Under the strain of high interest rates and mounting debt, Canadian mortgage holders have pulled back their spending.

Since March of 2022, the Bank of Canada has raised the overnight rate from 0.25% to 5%, which has led mortgage rates to spike 300 basis points.


Mortgage debt now accounts for 74% of Canada’s $2.9T total household debt, and consumers are allocating 15.4% of their income to service their debts, up from 13.6% in 2020. In comparison, when Americans were at their peak indebtedness right before the Global Financial Crisis in 2008, they were utilizing 13.2% of their income to service their debts.

To determine how Canadian mortgage holders are responding to higher interest rates, TD Economics analyzed anonymous internal mortgage and credit card data to assess how spending patterns have changed.

"High household debt is the biggest vulnerability of the Canadian economy," the report from James Orlando, TD’s Director of Economics, reads. "As more homeowners reset their mortgages at higher rates, less disposable income is available to maintain consumer spending."

Based on TD’s data, mortgage holders have pulled back their spending by approximately 1% compared to those without a mortgage. This has resulted in a $6B reduction in spending across the economy. In the absence of higher mortgage rates, TD said growth in real consumer spending would have come in at approximately 1.9% year over year in Q3. Instead, it came in at 1.5%.

Further differences in spending patterns emerged when TD broke down mortgage holders’ actions based on their year of renewal; those who reset in 2023 have had a "very different experience" than those who are still locked into a low rate rate from 2020.

As of September, mortgage holders who renewed in 2021 have pulled back their spending by 0.9% year over year, while those who renewed in 2022 have cut down by 1.4%. Those who renewed in 2023 have made the most significant cuts, having reduced their spending by 2.4% annually.
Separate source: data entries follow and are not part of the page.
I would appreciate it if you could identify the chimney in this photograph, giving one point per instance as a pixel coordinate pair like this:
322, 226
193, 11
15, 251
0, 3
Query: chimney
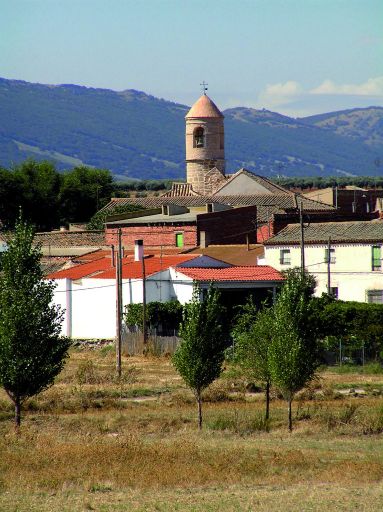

In comparison, Canadians without a mortgage have increased their spending by 1%.

Meanwhile, mortgage holders who are facing renewal in 2024 have pulled back their spending by just 0.5% annually, which TD notes is likely a "precaution," as they await a potentially sizeable payment shock.

According to the Bank of Canada, 47% of all mortgages will have renewed at a higher rate by the end of 2023. By the end of 2024, that figure will rise to 65%.

The so far slight spending slowdown on the part of the 2024 renewal cohort indicates that they will reduce their spending further next year, putting increased "downward pressure on overall consumer spending."

"Given that the 2024 cohort looks set to renew their mortgage at rates 200 basis points higher than they are paying now, they will be experiencing a similar payment shock to the 2023 cohort. In this case, total spending within the economy would be pulled down by an additional 0.5 percentage points," the report reads.

“While it does not look like this mortgage reset will be enough to tip the economy into recession, the Canadian consumer is becoming increasingly stressed by high interest rates."